Le premier sommet humanitaire mondial se déroule du 23 au 24 mai à Istanbul, avec pour ambition d’améliorer la réponse aux crises humanitaires. Présent à ce rassemblement, Samuel Doe, conseiller à l’ONU pour les crises, répond aux critiques émanant d’une partie des ONG qui redoutent des discussions stériles teintées de bonnes intentions.

Que pensez-vous de la décision de certaines ONG comme Médecins sans frontières qui ont refusé de participer à ce sommet ?

C’est regrettable. Le rôle de grandes ONG comme Médecins sans frontières est aussi de participer au dialogue. Ce sont des acteurs de terrain, leur voix est importante et ils ne peuvent pas se dispenser du débat. Aujourd’hui, il y a d’importants réglages à effectuer entre les différents acteurs de l’humanitaire. Les ONG, les politiques et les acteurs du développement ne coopèrent pas assez. Ce sommet est l’occasion de réunir tout le monde.

En décembre 2015, le groupe des experts indépendants de l’ONU publiait un rapport intitulé « Trop important pour échouer », dans lequel il alerte sur les difficultés de l’action humanitaire à gérer la question du financement et les rivalités sur le terrain entre les différents acteurs. L’action humanitaire doit-elle se réinventer ?

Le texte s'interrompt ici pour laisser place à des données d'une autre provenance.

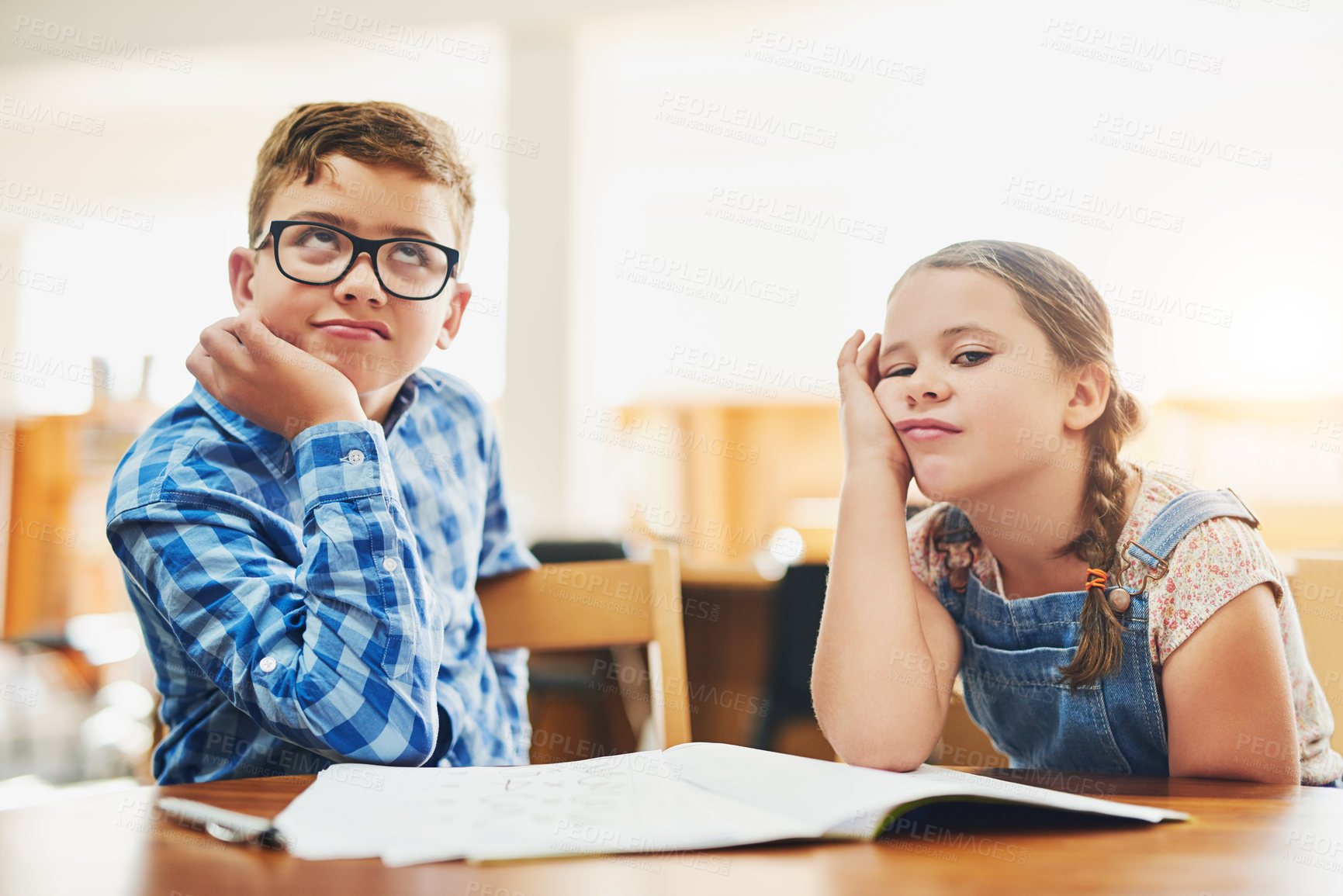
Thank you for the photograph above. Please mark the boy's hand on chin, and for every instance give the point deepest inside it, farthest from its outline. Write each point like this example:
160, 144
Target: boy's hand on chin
268, 379
868, 434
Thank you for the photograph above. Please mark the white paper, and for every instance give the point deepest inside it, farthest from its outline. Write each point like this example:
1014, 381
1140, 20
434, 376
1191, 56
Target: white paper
852, 801
689, 797
632, 802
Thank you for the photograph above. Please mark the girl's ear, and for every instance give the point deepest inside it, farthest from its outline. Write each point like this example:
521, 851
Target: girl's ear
1091, 393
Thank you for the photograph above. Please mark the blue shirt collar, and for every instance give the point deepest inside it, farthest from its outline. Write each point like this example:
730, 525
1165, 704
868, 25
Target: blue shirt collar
273, 448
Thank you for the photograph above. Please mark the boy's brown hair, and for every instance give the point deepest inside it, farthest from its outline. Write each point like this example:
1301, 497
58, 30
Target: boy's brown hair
374, 133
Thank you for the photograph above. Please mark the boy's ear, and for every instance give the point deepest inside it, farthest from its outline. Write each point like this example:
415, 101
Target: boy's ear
1091, 393
242, 265
455, 310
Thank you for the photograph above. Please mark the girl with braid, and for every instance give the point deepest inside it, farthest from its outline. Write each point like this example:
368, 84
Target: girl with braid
1102, 615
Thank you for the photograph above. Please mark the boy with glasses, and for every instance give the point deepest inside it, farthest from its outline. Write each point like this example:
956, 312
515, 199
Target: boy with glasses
303, 534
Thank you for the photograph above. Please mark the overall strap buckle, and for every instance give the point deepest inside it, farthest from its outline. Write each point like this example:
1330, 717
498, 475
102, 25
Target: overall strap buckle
1174, 521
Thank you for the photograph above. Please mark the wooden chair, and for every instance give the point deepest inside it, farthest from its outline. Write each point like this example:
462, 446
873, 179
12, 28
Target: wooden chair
601, 604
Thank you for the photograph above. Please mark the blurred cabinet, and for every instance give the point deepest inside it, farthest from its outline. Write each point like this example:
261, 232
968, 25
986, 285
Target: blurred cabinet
60, 563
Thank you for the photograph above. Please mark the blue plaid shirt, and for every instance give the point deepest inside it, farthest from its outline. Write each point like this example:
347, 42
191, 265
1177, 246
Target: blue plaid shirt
314, 600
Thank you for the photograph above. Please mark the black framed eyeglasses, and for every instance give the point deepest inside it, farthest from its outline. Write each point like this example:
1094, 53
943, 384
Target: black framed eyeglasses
317, 254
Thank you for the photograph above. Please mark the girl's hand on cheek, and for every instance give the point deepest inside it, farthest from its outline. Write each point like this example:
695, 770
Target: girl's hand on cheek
868, 434
270, 380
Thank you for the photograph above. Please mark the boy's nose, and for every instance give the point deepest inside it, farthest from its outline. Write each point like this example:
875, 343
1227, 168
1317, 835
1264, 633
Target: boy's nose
360, 282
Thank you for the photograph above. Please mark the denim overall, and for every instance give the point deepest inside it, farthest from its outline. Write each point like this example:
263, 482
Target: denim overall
1013, 649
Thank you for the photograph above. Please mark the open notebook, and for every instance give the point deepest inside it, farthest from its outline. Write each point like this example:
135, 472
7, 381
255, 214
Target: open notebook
696, 795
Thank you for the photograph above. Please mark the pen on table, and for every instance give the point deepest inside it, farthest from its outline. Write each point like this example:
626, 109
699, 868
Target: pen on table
222, 824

L’action humanitaire est trop stéréotypée. Une crise au Congo ne peut être gérée avec la même approche qu’au Liberia par exemple. Si les rivalités sur le terrain existent, c’est en partie parce que les acteurs ne savent pas s’adapter au contexte du pays dans lequel ils interviennent. Le dispositif actuel de l’ONU n’est plus adapté à l’étendue des crises auxquelles nous faisons face. Il faut arrêter de penser l’action humanitaire comme un remède ponctuel et travailler sur le long terme avec les pays touchés.

L’impact de l’émergence économique du continent africain sur ces crises humanitaires a-t-il été positif ?

Les progrès économiques du continent permettent de responsabiliser les gouvernements. Certains ont investi dans les systèmes de protection sociale par exemple, même si les résultats ne sont pas encore là, ou dans les mécanismes de gestion des risques. Mais ces progrès ne doivent pas éluder le fait que cette croissance n’est pas inclusive, elle laisse beaucoup de gens sur le carreau. Le défi des politiques africains sera de ne pas priver les franges les plus fragiles de la population des retombées de cette croissance. Un pays comme le Rwanda, dont il est inutile de rappeler le passé, est en bonne voie, mais la route est encore longue.

Quel sera, selon vous, le plus grand défi humanitaire en Afrique pour la décennie à venir ?

Le climat, sans hésitation. Simplement parce que le réchauffement climatique est une poudrière. Dans les années à venir il faudra gérer de plus en plus de déplacements de populations dans des régions déjà fragilisées par le terrorisme. Les problèmes nationaux deviendront des échéances régionales et le continent africain devra apprendre à apporter des réponses collectives. La collaboration est encore en chantier aujourd’hui. Le fait que le Kenya annonce vouloir fermer ses camps de réfugiés en se contentant d’exhorter la communauté internationale à prendre ses responsabilités l’illustre. Il faut que la réflexion sur ces questions soit collective.